Hare’s-foot Clover
Scientific name: Trifolium arvense L.
Family: Fabaceae
MORPHOLOGY
Habit and Size: Annual herbaceous plant, 10-60 cm tall, with appressed tomentum, covered with appressed hairs.
Stem: Erect stems, simple or branched-corymbose.
Leaves: Leaves shortly petiolate, the upper ones sessile, trifoliate with oblong-linear leaflets with acute apex, denticulate or entire margins, 2-2.5 cm long, gray-green with long whitish hairs on both surfaces, equipped with bristle-like stipules, partially free, reddish-brown.

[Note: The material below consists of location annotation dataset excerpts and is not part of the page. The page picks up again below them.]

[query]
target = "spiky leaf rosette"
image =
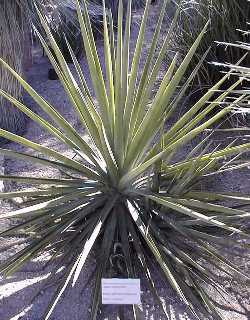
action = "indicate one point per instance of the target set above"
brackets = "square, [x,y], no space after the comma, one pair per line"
[127,187]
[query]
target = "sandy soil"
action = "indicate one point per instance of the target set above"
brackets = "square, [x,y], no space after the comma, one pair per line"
[20,295]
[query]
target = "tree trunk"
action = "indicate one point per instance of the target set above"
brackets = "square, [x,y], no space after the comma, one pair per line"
[12,51]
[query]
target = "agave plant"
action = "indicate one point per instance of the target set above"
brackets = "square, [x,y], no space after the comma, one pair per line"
[127,186]
[226,17]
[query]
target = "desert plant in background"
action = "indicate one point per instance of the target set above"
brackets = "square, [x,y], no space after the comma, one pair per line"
[227,18]
[127,186]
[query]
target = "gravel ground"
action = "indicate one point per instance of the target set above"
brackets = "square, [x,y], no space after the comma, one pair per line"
[20,295]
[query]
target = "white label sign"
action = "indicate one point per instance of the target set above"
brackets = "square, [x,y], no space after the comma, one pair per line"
[121,291]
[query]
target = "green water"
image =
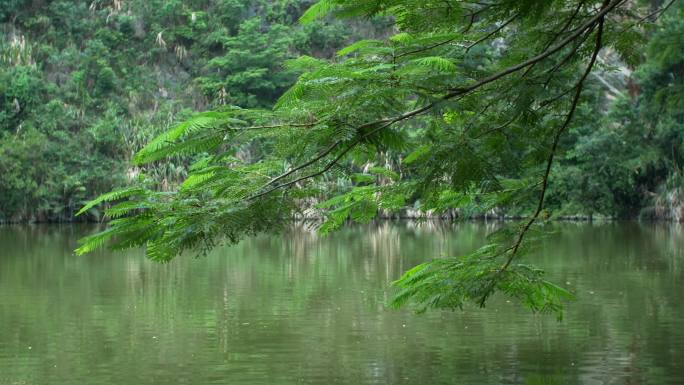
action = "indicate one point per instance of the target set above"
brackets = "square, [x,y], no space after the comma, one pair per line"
[302,309]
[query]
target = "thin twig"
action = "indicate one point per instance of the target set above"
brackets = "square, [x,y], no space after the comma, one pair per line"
[549,163]
[452,94]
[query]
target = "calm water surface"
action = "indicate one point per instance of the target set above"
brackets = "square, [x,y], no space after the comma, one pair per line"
[302,309]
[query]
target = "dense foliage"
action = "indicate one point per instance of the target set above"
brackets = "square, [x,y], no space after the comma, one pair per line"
[467,108]
[84,84]
[464,107]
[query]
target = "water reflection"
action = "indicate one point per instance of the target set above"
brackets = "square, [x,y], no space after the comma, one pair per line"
[307,309]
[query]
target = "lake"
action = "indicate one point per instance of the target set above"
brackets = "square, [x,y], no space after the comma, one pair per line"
[307,309]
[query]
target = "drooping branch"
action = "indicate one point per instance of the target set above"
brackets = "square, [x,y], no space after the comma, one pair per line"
[549,163]
[272,185]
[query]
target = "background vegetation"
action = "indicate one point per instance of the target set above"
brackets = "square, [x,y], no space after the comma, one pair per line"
[84,84]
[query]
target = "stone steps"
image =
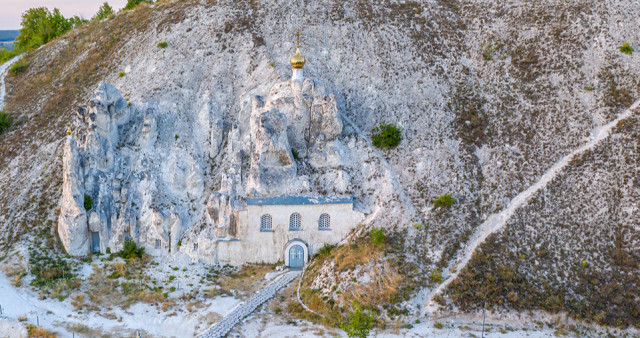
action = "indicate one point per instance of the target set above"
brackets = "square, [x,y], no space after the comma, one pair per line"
[221,328]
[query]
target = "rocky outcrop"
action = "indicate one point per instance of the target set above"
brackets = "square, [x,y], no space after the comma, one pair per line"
[72,222]
[273,168]
[312,123]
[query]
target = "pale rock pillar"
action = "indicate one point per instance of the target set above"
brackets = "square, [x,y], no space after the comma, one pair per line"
[72,222]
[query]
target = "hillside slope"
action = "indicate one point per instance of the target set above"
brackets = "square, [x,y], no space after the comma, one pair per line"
[489,94]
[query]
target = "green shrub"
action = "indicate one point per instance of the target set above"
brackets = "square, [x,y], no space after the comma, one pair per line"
[131,250]
[360,322]
[18,67]
[5,121]
[444,200]
[6,55]
[48,271]
[377,236]
[104,12]
[326,250]
[131,4]
[626,48]
[88,202]
[436,276]
[39,26]
[386,136]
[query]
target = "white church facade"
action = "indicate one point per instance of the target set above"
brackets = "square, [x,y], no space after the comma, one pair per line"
[288,229]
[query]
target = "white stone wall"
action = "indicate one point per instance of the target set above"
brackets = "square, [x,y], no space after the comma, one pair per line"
[255,246]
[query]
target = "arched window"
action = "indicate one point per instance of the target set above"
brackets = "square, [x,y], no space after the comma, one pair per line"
[295,221]
[265,223]
[324,222]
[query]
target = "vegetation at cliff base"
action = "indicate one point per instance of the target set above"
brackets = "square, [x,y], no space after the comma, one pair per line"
[131,250]
[626,48]
[359,323]
[104,12]
[444,201]
[131,4]
[387,136]
[5,121]
[6,55]
[88,202]
[40,25]
[18,67]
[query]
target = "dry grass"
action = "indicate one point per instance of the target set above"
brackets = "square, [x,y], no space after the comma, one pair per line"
[383,288]
[247,279]
[77,301]
[349,256]
[39,332]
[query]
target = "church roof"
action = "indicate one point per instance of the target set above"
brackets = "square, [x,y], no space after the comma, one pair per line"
[299,200]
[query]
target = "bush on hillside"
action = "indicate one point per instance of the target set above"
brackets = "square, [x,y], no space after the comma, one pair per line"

Flowers: Inflorescence in solitary, terminal, or lateral heads, numerous, very hairy and soft, initially ovate, then elongated cylindrical, supported by long peduncle, without bracts at the base. Calyx with 10 nerves equipped with a villous and short tube of 2 mm with setaceous, velvety-plumose, awl-shaped teeth, reddish, much longer than the corolla, which is initially whitish, then pink. Blooms from March to June.
Fruits and Seeds: The fruit is a monospermic legume called camara, indehiscent and enclosed in the calyx, with a single seed 0.7-1.1 mm, smooth, greenish-brown.
DISTRIBUTION AND HABITAT
Present throughout Italy, common in grassy areas, uncultivated land, field edges, from 0 to 1,500 m.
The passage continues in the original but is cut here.